Since the 3 ecto-enzymes may make good vaccine candidates, all have been purified from inclusion bodies following their expression as recombinant proteins in E. coli (Rofatto et al., 2013). In vaccine trials, immunization with the isolated individual proteins, or with all three proteins combined, did not reduce the worm burden of challenged mice. However, immunization with SmAP alone or with all three proteins together, when combined with subcurative treatment with the drug praziquantel, was able to reduce worm burdens by ∼40% (Rofatto et al., 2013).

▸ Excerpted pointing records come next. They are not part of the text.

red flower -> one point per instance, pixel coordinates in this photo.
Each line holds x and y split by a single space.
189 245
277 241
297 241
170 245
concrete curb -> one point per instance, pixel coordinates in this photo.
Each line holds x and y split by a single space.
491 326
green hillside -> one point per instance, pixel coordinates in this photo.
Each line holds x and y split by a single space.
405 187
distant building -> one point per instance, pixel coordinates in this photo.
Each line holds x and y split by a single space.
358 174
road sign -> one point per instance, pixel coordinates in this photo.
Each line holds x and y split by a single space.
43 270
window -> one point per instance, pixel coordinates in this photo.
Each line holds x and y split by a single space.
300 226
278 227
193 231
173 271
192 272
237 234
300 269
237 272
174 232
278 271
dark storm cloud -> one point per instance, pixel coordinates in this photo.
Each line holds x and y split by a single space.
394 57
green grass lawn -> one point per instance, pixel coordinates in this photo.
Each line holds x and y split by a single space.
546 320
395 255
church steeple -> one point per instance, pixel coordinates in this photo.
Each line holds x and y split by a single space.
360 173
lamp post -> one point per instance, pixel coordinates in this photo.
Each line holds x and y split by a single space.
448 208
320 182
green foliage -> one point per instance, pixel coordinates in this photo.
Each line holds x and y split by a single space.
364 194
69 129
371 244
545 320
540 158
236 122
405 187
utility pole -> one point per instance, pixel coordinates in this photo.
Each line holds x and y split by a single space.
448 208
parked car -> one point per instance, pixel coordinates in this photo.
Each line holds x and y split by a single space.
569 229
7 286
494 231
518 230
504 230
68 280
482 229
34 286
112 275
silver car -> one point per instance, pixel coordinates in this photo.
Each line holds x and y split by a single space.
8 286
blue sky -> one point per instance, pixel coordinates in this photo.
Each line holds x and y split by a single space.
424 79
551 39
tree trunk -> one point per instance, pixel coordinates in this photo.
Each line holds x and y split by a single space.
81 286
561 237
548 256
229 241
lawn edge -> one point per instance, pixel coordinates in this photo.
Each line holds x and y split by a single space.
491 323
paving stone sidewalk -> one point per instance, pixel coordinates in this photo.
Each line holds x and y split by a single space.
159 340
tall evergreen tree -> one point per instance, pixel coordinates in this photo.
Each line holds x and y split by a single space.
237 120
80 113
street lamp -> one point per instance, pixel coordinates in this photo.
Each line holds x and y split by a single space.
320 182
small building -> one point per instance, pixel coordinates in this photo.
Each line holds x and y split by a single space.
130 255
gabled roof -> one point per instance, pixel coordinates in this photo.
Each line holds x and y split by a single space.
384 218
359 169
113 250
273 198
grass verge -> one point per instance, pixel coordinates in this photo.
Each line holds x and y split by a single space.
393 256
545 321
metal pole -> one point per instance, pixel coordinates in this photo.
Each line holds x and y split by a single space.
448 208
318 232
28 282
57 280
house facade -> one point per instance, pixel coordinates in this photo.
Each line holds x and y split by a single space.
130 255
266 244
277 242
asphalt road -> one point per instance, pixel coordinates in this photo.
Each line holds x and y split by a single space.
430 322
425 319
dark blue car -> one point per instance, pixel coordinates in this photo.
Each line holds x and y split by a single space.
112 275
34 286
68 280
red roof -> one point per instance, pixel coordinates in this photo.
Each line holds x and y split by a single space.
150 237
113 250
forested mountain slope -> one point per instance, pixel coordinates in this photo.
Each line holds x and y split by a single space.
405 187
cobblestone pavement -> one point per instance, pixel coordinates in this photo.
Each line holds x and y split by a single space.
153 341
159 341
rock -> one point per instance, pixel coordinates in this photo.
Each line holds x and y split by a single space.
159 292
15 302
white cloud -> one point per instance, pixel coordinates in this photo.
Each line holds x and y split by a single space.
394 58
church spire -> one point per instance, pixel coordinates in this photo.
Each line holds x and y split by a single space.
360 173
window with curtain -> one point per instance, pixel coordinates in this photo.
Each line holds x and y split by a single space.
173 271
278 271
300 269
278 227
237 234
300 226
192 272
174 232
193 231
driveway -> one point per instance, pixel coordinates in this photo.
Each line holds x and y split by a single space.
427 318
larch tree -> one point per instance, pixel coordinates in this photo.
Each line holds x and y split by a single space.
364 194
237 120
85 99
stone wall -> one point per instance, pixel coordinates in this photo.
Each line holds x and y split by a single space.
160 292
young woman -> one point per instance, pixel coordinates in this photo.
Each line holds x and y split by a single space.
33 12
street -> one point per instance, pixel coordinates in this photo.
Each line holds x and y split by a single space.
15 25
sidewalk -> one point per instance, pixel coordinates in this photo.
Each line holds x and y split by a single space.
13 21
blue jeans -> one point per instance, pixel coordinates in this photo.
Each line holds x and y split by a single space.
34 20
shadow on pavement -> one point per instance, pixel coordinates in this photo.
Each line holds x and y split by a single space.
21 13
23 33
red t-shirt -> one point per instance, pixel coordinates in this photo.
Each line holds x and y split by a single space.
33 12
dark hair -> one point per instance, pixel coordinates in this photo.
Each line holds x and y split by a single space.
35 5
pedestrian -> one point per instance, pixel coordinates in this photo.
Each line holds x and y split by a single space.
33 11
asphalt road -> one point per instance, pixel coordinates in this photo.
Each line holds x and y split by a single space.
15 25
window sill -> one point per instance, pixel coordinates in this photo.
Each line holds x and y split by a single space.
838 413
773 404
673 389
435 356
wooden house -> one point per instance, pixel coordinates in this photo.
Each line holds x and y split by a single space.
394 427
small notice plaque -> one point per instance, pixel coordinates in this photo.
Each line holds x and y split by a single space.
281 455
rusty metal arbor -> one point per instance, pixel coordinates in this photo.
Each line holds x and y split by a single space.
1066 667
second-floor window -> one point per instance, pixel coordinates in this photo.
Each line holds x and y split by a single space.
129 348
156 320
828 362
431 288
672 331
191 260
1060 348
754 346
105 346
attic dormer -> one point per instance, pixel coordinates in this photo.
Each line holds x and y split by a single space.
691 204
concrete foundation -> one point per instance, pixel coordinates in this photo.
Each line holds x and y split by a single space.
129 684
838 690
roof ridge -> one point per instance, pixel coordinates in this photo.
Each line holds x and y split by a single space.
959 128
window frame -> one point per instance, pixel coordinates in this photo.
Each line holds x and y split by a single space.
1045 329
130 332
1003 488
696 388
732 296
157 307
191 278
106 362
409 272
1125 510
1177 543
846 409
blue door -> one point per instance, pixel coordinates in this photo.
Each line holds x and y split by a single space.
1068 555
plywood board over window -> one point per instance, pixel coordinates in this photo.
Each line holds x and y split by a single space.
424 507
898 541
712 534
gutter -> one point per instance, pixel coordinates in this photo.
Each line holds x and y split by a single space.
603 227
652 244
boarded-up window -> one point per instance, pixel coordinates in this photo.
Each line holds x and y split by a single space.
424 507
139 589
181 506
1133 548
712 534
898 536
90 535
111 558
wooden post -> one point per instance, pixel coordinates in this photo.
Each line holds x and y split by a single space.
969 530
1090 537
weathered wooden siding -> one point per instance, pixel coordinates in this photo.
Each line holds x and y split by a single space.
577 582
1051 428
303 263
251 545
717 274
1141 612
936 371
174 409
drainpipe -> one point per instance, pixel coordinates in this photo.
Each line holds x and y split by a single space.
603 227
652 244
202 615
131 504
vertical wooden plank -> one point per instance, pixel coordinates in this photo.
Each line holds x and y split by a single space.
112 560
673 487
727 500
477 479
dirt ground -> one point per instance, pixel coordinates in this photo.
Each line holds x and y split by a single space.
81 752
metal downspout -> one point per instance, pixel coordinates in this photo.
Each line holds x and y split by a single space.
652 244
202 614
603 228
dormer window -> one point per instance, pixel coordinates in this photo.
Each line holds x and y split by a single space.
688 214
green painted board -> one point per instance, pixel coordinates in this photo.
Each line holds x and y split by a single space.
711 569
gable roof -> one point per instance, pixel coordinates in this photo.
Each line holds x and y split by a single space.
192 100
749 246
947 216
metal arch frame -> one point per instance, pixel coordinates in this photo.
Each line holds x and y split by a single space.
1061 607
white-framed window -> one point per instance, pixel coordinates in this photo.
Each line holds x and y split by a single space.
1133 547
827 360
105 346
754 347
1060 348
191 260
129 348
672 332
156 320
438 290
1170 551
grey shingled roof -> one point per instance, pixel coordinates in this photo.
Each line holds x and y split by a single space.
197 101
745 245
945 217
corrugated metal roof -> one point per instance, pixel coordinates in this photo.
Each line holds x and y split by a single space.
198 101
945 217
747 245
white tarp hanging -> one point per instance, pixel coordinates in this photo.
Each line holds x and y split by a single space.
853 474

An ability to cleave ATP and/or ADP in the extracellular environment has been described in several pathogens. For example ecto-ATPase activity has been described in the protozoan parasites Toxoplasma gondii (Bermudes et al., 1994), Leishmania amazonensis (Berredo-Pinho et al., 2001), Trichomonas vaginalis (de Jesus et al., 2002) and Cryptosporidum parvum (Manque et al., 2012) and in several bacterial pathogens including Mycobacterium bovis (Zaborina et al., 1999), Vibrio cholera (Punj et al., 2000), Staphylococcus aureus (Thammavongsa et al., 2009), and Legionella pneumophilia (Vivian et al., 2010). Similarly, blood-feeding ectoparasites are known to release a repertoire of nucleotide-metabolizing enzymes in their saliva (Andersen et al., 2007; de Araujo et al., 2012). The parasitic nematode Trichinella spiralis secretes a panel of nucleotide metabolizing enzymes (Gounaris, 2002). Thus a conserved feature of several pathogens, including schistosomes, is an ability to control local ATP and ADP levels, perhaps to thereby inhibit inflammation and thrombosis and protect the pathogens. Identifying chemical inhibitors of SmATPDase1 to negate the worm’s ability to degrade exogenous pro-inflammatory and pro-thrombotic nucleotides may offer a novel therapeutic option to treat schistosomiasis.